Baca Dulu Baru Nulis!

Baca Dulu Baru Nulis!
©Dok. Pribadi

Mengapa harus baca dulu baru nulis?

Tulisan yang saya bagikan di bawah ini merupakan tulisan saya ketika mengikuti seleksi Duta Baca Daerah Provinsi Sulawesi Barat pada 2018. Tulisan ini menjadi syarat administrasi bersama berkas-berkas lainnya seperti biodata atau CV, fotokopi tanda pengenal, dan lain sebagainya.

Saat itu saya masih berdomisili di ibu kota Mamuju, Sulawesi Barat. Saya tertarik mengikuti seleksinya karena saya suka sekali menulis dan saya telah memiliki banyak tulisan yang bisa menjadi referensi bagi pembaca.

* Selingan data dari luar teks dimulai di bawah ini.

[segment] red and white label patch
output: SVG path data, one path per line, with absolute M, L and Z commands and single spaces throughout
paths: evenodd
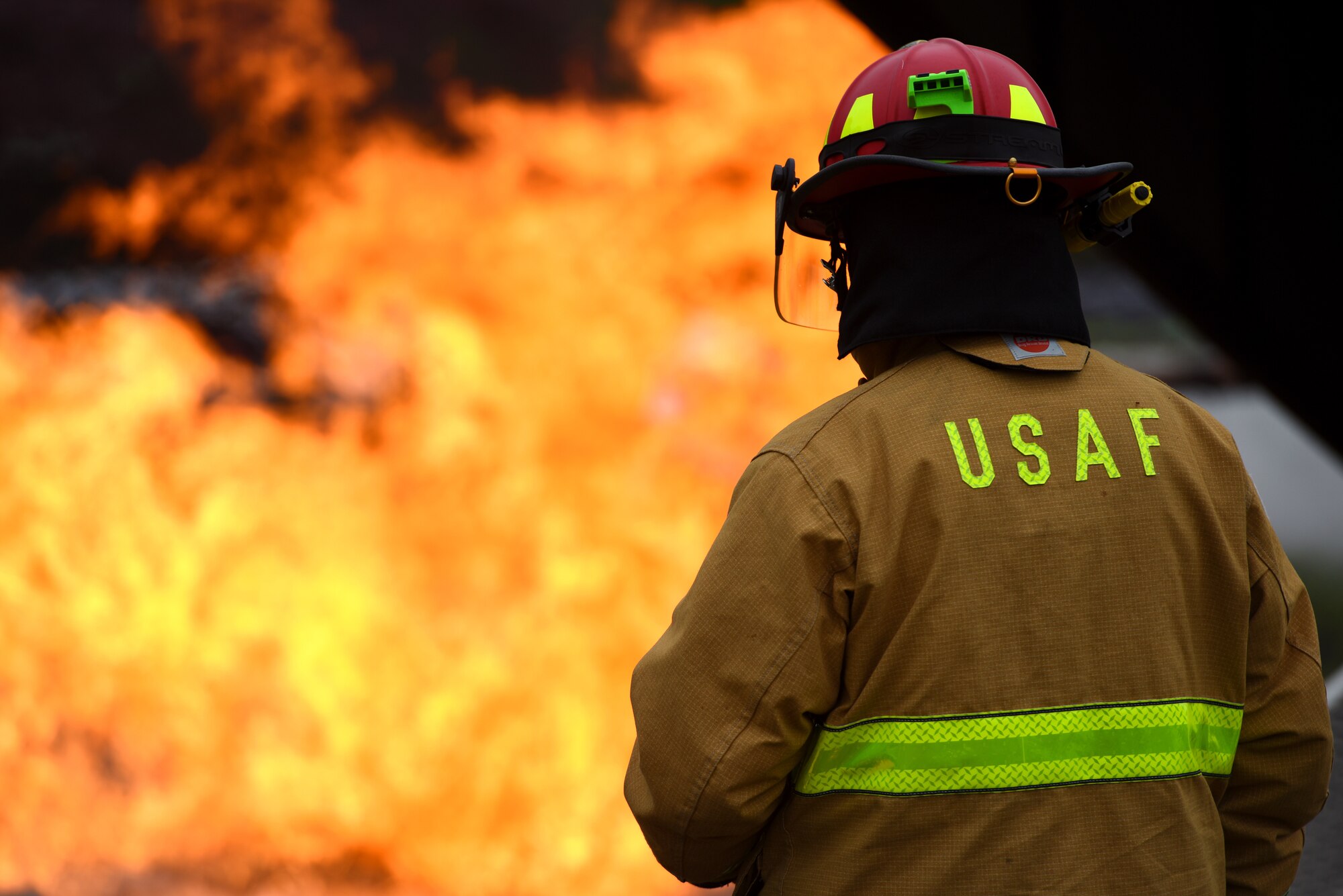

Namun, “tanpa terdengar” ada proses tahapan seleksi dan pemilihan seperti administrasi, tes tulis, dan wawancara, tiba-tiba saja telah terpilih sebagai Duta Baca Sulawesi Barat. Saya sebagai peserta seleksi tidak pernah dihubungi panitia, baik lewat telepon, media sosial, dan lain sebagainya. Setidaknya, ada informasi jika berkas-berkas kami tidak memenuhi syarat administrasi.

Tulisan ini saya terbitkan agar bisa dibaca adik-adik mahasiswa di seluruh Indonesia umumnya, dan khususnya untuk mahasiswaku di STIT AL Chaeriyah prodi Manajemen Pendidikan Islam mata kuliah manajemen perpustakaan semester tiga (3). Semoga tulisan ini bisa menggugah minat baca kalian.

Here we go…

Andai Aku Jadi Duta Baca Daerah Provinsi Sulawesi Barat

Lock up your liberaries if you like, but there is no gate, no lock, no bolt, that you can set upon the freedom of my mind… (Virginia Woolf).

Ada istilah yang pernah saya lihat di foto Instagram (IG) seorang kawan yang menulis caption “NULIS DULU BARU KAMU”, kata-kata yang bikin semangat berliterasi sekaligus bikin baper. Baper karena kata KAMU. Iya, kamu, kamu itu. Namun, bukan kata-kata kamu yang akan saya bahas di sini tapi kata “nulisnya”.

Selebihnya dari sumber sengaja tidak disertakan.